Who is obstructing Homeplus's revival? [HERI Focus]

The article discusses the challenges faced by Homeplus in its corporate revival efforts, particularly in the context of legal and financial struggles involving its management and stakeholders.

The article focuses on the ongoing struggles of Homeplus, a major South Korean retailer, as it attempts to navigate through a corporate revival process that has been ongoing since its entry into rehabilitation in March 2025. A recent ruling by the court denied a prosecution request for the detention of MBK Partners executives, citing insufficient evidence regarding the financial misconduct allegations. This outcome is seen as a stabilizing force for Homeplus, as a detention order could have severely jeopardized its chances for survival amid bankruptcy risks.

Homeplus’s search for a new owner concluded unsuccessfully by the end of 2025, prompting the need for aggressive restructuring strategies to facilitate the acquisition process. The company has submitted a 'structural innovation revival plan' aiming to recover through significant cost-cutting measures, financial support from key creditors, and the sale of its supermarket division. A targeted approach to managing its workforce through natural attrition and redeployment is planned rather than forceful layoffs, aiming for a breakeven point within three years. However, the success of this endeavor relies heavily on reaching agreement with creditors and obtaining necessary funding for essential operations.
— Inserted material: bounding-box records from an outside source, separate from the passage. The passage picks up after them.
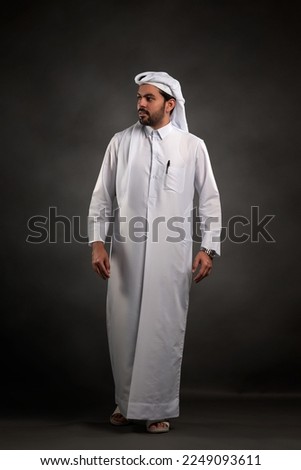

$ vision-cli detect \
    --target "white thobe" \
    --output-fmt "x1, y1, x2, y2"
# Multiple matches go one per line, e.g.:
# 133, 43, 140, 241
88, 123, 221, 419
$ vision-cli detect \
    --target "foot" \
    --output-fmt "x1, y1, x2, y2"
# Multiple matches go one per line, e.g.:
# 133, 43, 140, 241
110, 406, 130, 426
146, 421, 170, 434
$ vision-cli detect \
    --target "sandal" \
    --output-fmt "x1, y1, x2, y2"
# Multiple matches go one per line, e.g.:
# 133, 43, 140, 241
146, 420, 170, 434
110, 406, 131, 426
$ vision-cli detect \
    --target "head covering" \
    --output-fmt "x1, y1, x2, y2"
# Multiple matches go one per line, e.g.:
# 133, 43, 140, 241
135, 72, 188, 132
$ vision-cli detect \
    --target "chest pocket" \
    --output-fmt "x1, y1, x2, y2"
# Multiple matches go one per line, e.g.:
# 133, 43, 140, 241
163, 165, 186, 193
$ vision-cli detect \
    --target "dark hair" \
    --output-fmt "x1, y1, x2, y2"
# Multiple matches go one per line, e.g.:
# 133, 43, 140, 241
159, 88, 176, 114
Despite MBK’s willingness to invest 100 billion won, there has been a noticeable impasse regarding funding from other creditors, notably Meritz and the Industrial Bank of Korea, leading to significant delays in the implementation of the revival plan. Meritz is hesitant to increase its financial commitment, as it holds substantial real estate collateral that would allow for the recovery of its loans even in the event of liquidation. Additionally, for the government managing the Industrial Bank, the reluctance to support what appears to be a failing private enterprise stems from the potential for future accountability issues. The implications of Homeplus’s revival are significant, not only for its employees and stakeholders but for the broader South Korean economy, as its success could lead to stabilization in the retail sector.